FHE and SMPC Based Approach. Fully homomorphic encryption (FHE) [15] is a cryptographic encryption primitive that enables to compute any function on encrypted data. Boneh et al.  [10] firstly implement the database-query functionally with a specific homomorphic encryption scheme. This line of work is based on the prerequisite that efficient fully homomorphic encryption schemes exist; nevertheless, the efficiency for FHE is still far more satisfactory. Similarly, SMPC enables multiple distributed parties to jointly compute an arbitrary functionality in an privacy-preserving manner. Secure database systems implemented SMPC include Blindseer [14, 22], Arx [24], sharemind [8] and SDB [19, 32].

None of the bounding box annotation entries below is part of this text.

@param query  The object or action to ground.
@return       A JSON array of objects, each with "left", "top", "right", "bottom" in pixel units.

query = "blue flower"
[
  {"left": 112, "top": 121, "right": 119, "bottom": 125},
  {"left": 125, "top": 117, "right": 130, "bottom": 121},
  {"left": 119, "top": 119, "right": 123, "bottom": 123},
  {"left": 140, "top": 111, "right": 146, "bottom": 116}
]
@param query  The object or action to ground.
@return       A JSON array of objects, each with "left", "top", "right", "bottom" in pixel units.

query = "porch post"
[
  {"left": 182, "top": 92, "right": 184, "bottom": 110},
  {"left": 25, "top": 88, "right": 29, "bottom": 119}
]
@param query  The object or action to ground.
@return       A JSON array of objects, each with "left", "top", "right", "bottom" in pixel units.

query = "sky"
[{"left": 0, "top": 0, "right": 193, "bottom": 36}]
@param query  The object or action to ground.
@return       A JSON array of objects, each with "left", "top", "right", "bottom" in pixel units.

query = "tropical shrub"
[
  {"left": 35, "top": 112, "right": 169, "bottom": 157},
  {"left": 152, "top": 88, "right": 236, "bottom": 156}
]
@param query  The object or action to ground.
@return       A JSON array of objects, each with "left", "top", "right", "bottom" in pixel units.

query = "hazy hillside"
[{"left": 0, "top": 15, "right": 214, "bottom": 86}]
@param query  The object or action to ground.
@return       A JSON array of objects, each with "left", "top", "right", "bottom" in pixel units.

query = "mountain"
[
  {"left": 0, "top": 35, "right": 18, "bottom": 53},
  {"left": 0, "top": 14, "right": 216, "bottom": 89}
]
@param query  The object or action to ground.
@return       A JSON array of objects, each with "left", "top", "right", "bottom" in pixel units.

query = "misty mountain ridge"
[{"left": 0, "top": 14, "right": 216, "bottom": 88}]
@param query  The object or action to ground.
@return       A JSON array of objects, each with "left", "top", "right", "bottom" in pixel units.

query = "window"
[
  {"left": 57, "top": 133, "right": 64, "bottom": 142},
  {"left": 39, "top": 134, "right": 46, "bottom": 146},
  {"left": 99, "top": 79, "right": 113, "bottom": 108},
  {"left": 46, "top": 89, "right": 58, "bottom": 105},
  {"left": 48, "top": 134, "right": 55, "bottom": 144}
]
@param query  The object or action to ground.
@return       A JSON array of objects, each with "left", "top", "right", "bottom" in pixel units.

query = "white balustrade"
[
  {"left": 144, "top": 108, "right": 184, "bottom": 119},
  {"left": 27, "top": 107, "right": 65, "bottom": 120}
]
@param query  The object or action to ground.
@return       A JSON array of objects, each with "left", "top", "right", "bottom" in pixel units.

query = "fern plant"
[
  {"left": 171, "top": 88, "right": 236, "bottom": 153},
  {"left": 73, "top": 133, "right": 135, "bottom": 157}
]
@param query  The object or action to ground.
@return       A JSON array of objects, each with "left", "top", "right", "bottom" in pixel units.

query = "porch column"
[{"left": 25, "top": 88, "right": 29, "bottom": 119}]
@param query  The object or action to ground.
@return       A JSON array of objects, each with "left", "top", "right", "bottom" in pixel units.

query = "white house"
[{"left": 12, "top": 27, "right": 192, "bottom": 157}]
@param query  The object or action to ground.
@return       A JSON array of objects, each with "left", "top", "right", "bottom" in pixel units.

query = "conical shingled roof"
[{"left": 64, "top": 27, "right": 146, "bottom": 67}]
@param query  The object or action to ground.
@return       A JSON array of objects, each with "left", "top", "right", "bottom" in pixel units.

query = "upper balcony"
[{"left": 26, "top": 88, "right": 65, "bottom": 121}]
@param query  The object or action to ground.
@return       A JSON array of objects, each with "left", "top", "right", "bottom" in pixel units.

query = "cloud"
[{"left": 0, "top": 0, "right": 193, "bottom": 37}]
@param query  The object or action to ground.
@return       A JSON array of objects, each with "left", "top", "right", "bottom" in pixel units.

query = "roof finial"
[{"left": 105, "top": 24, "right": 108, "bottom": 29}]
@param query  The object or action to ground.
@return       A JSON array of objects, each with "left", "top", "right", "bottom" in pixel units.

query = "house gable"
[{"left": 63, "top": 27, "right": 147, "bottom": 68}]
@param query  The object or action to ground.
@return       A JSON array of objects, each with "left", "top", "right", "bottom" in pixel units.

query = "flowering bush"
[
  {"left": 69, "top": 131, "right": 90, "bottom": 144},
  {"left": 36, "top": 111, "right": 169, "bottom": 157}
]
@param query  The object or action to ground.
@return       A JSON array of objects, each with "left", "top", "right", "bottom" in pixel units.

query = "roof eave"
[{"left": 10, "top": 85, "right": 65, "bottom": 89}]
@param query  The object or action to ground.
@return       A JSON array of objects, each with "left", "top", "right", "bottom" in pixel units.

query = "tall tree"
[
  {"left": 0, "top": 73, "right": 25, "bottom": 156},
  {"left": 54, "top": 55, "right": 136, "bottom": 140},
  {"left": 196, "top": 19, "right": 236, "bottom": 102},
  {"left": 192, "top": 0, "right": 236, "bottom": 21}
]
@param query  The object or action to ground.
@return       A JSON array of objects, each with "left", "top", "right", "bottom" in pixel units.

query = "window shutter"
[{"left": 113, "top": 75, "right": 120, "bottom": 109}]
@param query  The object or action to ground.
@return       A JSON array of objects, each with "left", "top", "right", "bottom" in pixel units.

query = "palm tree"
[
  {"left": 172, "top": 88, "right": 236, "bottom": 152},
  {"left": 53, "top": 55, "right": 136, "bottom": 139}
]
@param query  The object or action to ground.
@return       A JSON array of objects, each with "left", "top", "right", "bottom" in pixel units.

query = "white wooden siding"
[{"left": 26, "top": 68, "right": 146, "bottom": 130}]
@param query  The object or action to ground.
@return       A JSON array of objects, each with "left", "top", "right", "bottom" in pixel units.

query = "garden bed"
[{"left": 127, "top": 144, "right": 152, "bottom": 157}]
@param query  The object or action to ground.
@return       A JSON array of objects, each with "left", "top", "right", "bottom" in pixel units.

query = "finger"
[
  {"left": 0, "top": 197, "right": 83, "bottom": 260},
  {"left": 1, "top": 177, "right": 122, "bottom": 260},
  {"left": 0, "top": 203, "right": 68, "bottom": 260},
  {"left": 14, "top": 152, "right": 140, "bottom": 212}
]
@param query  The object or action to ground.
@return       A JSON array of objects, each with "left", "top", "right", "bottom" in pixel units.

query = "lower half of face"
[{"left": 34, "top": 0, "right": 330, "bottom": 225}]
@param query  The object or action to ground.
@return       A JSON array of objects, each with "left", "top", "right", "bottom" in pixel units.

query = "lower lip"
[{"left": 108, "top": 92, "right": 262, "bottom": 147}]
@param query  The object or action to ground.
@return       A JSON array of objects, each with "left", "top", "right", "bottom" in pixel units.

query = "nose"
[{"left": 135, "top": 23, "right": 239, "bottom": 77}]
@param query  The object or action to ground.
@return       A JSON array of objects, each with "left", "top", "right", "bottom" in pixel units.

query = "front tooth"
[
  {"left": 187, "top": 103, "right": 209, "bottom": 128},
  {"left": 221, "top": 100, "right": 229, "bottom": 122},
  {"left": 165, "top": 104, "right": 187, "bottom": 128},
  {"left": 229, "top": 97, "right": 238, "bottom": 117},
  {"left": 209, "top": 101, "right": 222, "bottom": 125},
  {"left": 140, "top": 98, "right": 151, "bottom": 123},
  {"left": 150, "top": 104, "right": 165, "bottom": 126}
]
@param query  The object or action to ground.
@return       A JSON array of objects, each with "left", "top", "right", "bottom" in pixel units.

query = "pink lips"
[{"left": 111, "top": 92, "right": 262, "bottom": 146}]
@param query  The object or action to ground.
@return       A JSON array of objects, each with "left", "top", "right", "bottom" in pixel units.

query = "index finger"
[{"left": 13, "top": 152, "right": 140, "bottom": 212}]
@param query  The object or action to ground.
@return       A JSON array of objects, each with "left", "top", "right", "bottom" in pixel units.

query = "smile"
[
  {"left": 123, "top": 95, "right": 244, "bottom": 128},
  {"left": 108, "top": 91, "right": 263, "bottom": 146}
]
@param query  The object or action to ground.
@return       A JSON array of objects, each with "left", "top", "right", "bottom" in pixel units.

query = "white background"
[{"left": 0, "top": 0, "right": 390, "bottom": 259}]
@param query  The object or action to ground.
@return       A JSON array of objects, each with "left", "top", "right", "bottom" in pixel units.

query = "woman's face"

Secure Hardware Based Approach. Secure hardware enclaves (e.g., Intel SGX [13] and Catalyst [21] etc.) promise data confidentiality and secure execution of arbitrary computation. The TrustDB [5, 6], constructed with an ordinary commodity cryptographic co-processor, is the first practical outsourced database prototype that supports a subset of SQL operation, and the Cipherbase [3, 4] achieves the similar functionality with FPGA serving as the tamper-proof hardware. SGX based systems include include VC3 [26], Ryoan [20] and Opaque [33]. However, the secure hardware may not be as “secure” as it claims [31], and there are lots of effective attacks targeted to hardware that can totally devastate the underlying systems[27, 30].

6 Conclusion

Reliable, secure, and trustworthy services are essential for industries with highly sensitive data. In SGCC, we deployed our systems that ensure only authorized users have access to the expected data, while unauthorized entities, including cloud service providers and unapproved internal staff, know nothing about the data. To achieve these goals, we devise an authority separation mechanism, store data in encrypted form, and design a set of mechanisms to enable search and query on encrypted data using searchable encryption (SE) and homomorphic encryption (HE). Experimental and real-work running experiences indicate the practicability of our system.